The outer beaches of Cape Cod National Seashore in Massachusetts are the last remnants of coastal wilderness in southern New England. The 33 miles between Nauset Inlet and Provincetown Harbor are an unbroken, sparsely developed sandy shoreline. It’s a wild place, unlike any other I fish.
As a striped bass surf fisherman, I only fish at night, and the dark, lonely stretches of beach are often eerie. The wildlife seems bigger and bolder; I’m speaking primarily of the creatures that live in the water, but four-legged ones, too. And the stripers I seek are savage, wild-eyed and supercharged. Some anglers attribute this to the colder, highly oxygenated water. While I won’t argue, I think it’s more than that. Out here, on this spit of land jutting 27 miles out to sea, stripers are on edge, on high alert, all the time. There is just no room for even minor mistakes out here — by fish or by fisherman.
Predator and Prey
A horde of schoolie stripers follows me relentlessly. I catch glimpses of them in the wash, lit by a dazzlingly bright full moon — flashes of chrome in the vodka-clear water. Every cast I make is met with the sharp tap-tap of them yanking at my lure only moments after it touches down. It’s entertaining enough for a half-hour but quickly loses its appeal as “dumb” fishing. There’s no skill involved; they’d throw themselves at anything.

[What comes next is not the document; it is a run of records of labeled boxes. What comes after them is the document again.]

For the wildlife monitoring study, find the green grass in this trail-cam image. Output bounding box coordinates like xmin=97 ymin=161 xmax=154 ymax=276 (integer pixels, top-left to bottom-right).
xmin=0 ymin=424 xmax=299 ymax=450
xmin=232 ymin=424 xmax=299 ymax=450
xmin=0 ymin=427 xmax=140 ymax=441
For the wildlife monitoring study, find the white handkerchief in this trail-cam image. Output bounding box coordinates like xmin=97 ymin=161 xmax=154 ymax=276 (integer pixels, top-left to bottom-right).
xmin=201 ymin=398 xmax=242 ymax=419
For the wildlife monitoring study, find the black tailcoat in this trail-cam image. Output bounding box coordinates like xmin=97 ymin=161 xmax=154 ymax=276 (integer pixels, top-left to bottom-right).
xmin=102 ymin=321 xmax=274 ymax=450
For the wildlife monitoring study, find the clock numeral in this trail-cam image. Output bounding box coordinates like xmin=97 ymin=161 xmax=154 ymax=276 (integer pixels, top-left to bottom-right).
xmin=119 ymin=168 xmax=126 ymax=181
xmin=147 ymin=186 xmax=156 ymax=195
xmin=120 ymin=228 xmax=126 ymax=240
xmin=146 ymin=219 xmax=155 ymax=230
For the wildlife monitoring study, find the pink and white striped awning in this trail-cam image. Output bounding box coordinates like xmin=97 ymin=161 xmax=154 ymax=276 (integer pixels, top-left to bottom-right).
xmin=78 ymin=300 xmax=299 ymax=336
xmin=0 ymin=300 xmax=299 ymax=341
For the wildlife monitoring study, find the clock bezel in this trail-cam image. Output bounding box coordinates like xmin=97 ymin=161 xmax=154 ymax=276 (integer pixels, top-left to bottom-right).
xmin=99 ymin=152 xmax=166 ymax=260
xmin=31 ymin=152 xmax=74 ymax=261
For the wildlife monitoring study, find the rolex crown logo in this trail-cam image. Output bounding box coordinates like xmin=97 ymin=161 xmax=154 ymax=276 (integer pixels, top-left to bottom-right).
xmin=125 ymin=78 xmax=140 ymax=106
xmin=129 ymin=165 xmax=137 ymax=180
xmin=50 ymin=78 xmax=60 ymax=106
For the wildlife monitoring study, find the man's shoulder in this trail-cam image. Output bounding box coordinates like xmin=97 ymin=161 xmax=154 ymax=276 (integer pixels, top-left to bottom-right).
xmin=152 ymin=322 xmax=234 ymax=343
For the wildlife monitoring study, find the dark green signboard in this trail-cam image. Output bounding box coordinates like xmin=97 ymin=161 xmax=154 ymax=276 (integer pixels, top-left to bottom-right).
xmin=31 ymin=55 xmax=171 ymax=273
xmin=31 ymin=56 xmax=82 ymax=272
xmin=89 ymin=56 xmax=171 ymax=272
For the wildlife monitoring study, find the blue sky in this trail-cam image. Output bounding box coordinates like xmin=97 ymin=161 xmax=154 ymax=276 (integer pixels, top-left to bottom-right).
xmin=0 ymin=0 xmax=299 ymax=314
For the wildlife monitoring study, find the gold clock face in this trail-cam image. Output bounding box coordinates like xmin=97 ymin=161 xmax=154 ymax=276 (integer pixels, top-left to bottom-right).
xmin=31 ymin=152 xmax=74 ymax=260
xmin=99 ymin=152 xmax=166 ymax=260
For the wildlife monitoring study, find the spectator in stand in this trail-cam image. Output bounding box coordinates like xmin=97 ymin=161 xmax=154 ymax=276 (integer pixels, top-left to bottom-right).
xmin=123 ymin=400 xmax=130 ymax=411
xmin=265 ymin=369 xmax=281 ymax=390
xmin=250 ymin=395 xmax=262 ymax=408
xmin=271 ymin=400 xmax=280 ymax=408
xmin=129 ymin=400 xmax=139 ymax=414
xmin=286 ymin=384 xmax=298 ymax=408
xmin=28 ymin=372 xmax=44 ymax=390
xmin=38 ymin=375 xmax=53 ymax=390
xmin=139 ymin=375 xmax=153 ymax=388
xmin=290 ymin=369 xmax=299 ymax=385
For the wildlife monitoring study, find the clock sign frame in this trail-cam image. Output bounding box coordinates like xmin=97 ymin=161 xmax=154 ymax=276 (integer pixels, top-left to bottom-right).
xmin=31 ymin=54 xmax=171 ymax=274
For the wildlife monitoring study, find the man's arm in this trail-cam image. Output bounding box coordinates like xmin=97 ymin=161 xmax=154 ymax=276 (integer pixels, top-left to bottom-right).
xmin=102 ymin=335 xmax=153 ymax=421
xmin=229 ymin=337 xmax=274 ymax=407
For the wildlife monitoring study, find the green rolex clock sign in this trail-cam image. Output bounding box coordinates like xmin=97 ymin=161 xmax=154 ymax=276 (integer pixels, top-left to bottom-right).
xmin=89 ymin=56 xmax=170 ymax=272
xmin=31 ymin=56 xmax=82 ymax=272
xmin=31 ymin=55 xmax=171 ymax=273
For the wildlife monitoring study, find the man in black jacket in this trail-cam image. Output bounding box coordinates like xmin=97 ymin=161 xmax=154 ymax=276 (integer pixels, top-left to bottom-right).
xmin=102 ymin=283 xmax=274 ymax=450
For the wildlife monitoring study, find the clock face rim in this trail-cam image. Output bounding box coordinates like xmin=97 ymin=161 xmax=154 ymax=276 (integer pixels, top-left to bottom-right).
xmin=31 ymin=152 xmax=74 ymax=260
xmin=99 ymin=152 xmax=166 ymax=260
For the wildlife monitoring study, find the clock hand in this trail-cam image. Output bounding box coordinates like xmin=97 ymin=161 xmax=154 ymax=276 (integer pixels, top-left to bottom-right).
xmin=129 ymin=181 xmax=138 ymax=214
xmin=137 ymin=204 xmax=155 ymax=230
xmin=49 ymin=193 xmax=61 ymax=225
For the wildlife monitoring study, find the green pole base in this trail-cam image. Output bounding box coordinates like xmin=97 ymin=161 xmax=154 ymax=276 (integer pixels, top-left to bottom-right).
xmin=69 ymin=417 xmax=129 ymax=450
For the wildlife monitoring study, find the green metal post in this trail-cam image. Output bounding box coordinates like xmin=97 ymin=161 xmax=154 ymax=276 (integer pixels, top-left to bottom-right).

So I wander, meandering Before long, I’m at least three miles from the buggy. I prospect frothy white water and jet-black troughs with a cast or two, covering ground, searching for greener pastures that hold cows. But it’s just schoolies everywhere. And seals: Clydesdale-size heads that pop up at intervals, accompanied by a loud whoosh of exhaled air. Sometimes they slide by so tightly to the beach that I glimpse their massive, black, torpedo-shaped shadows as they surf a wave, barely large enough to support their bulk.